Nas quatro regiões ucranianas – Donetsk, Lugansk, Zaporiyia e Kherson – que foram anexadas pela Rússia sem terem a totalidade de seus territórios, a votação foi aberta uma semana antes, em meio a bombardeios e combates, e em alguns desses lugares, denunciou o portal de notícias Meduza, o eleitorado inclui muitas pessoas além das que atualmente vivem lá. Mas os especialistas consideram que o apoio a Putin nessas regiões foi simbólico, pois representam uma porcentagem menor no contexto da Federação Russa.
Nas cédulas, não havia nenhuma alternativa à política de Putin. Com seu nêmesis, Alexei Navalny, morto na prisão, as figuras mais proeminentes da oposição estão na prisão ou no exílio. No outro extremo do espectro político, também foram parar atrás das grades alguns nacionalistas que criticaram a forma de combate na Ucrânia, como Igor Girkin, que pretendia ser nomeado como rival de Putin nas urnas.

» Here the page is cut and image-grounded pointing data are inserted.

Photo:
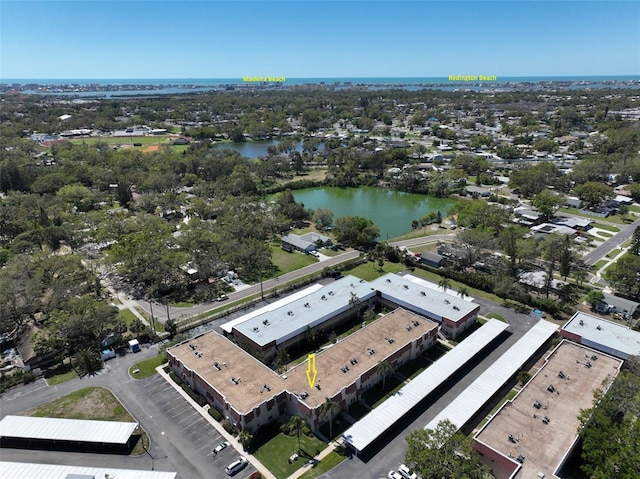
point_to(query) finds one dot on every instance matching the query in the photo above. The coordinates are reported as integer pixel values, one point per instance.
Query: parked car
(221, 447)
(406, 473)
(237, 466)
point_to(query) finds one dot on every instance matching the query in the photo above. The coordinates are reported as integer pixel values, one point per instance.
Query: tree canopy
(443, 453)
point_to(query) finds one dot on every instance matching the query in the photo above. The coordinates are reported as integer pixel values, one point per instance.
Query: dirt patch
(88, 403)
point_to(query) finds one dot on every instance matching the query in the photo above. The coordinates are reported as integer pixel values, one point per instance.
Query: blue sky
(232, 39)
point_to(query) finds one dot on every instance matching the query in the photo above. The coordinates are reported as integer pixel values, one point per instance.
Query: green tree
(611, 429)
(329, 407)
(593, 193)
(547, 202)
(443, 453)
(355, 231)
(245, 438)
(295, 425)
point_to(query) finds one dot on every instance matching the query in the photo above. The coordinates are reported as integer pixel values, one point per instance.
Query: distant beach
(156, 86)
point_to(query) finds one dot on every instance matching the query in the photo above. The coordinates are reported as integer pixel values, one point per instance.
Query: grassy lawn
(330, 461)
(496, 316)
(613, 253)
(603, 226)
(425, 248)
(124, 140)
(287, 262)
(128, 316)
(97, 404)
(147, 367)
(598, 265)
(275, 449)
(370, 271)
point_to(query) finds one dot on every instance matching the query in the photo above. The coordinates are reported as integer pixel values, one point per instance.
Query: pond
(252, 149)
(391, 210)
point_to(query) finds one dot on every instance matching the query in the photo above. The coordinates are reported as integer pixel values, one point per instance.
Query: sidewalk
(308, 466)
(205, 414)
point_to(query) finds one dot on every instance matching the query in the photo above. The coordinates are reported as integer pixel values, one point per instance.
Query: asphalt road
(389, 452)
(626, 231)
(160, 311)
(181, 439)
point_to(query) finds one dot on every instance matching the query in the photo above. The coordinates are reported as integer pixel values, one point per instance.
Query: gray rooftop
(370, 427)
(422, 300)
(604, 335)
(296, 317)
(56, 429)
(477, 394)
(23, 470)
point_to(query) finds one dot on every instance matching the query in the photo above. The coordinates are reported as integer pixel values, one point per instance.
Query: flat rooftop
(57, 429)
(248, 390)
(296, 317)
(545, 445)
(23, 470)
(400, 326)
(421, 299)
(608, 336)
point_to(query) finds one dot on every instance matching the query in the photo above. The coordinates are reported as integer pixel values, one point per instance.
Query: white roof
(428, 302)
(611, 338)
(476, 395)
(20, 470)
(299, 315)
(56, 429)
(227, 327)
(367, 430)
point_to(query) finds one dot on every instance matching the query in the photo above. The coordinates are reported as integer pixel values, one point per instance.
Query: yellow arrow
(312, 372)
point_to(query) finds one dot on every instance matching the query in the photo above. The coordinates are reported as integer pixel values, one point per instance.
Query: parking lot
(198, 435)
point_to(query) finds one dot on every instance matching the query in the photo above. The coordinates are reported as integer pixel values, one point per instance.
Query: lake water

Os únicos dois candidatos que se pronunciaram pela paz foram vetados pela Comissão Eleitoral Central. A jovem jornalista Yekaterina Dundtsova, há três meses, e o político Boris Nadezhdin, no mês passado, ambos excluídos ao serem anuladas “irregularidades” nas assinaturas de apoio a suas candidaturas. Aqueles que não concordam com a política do Kremlin não têm nenhuma chance de influenciar estas eleições. Tudo indica que as autoridades tentaram intimidar os eleitores e minimizar protestos.
Segundo dia
O segundo dia de votação nas eleições presidenciais da Rússia, no sábado, transcorreu de acordo com o roteiro previsto pelas autoridades – com a Comissão Eleitoral Central (CEC) relatando que mais de 50% do eleitorado já havia exercido seu direito ao voto –, exceto por cerca de trinta incidentes envolvendo russos que expressaram seu desacordo com a política do Kremlin de diversas maneiras, danificando as cédulas depositadas nas urnas transparentes com tinta preta, um antisséptico verde e até mesmo incendiando-as.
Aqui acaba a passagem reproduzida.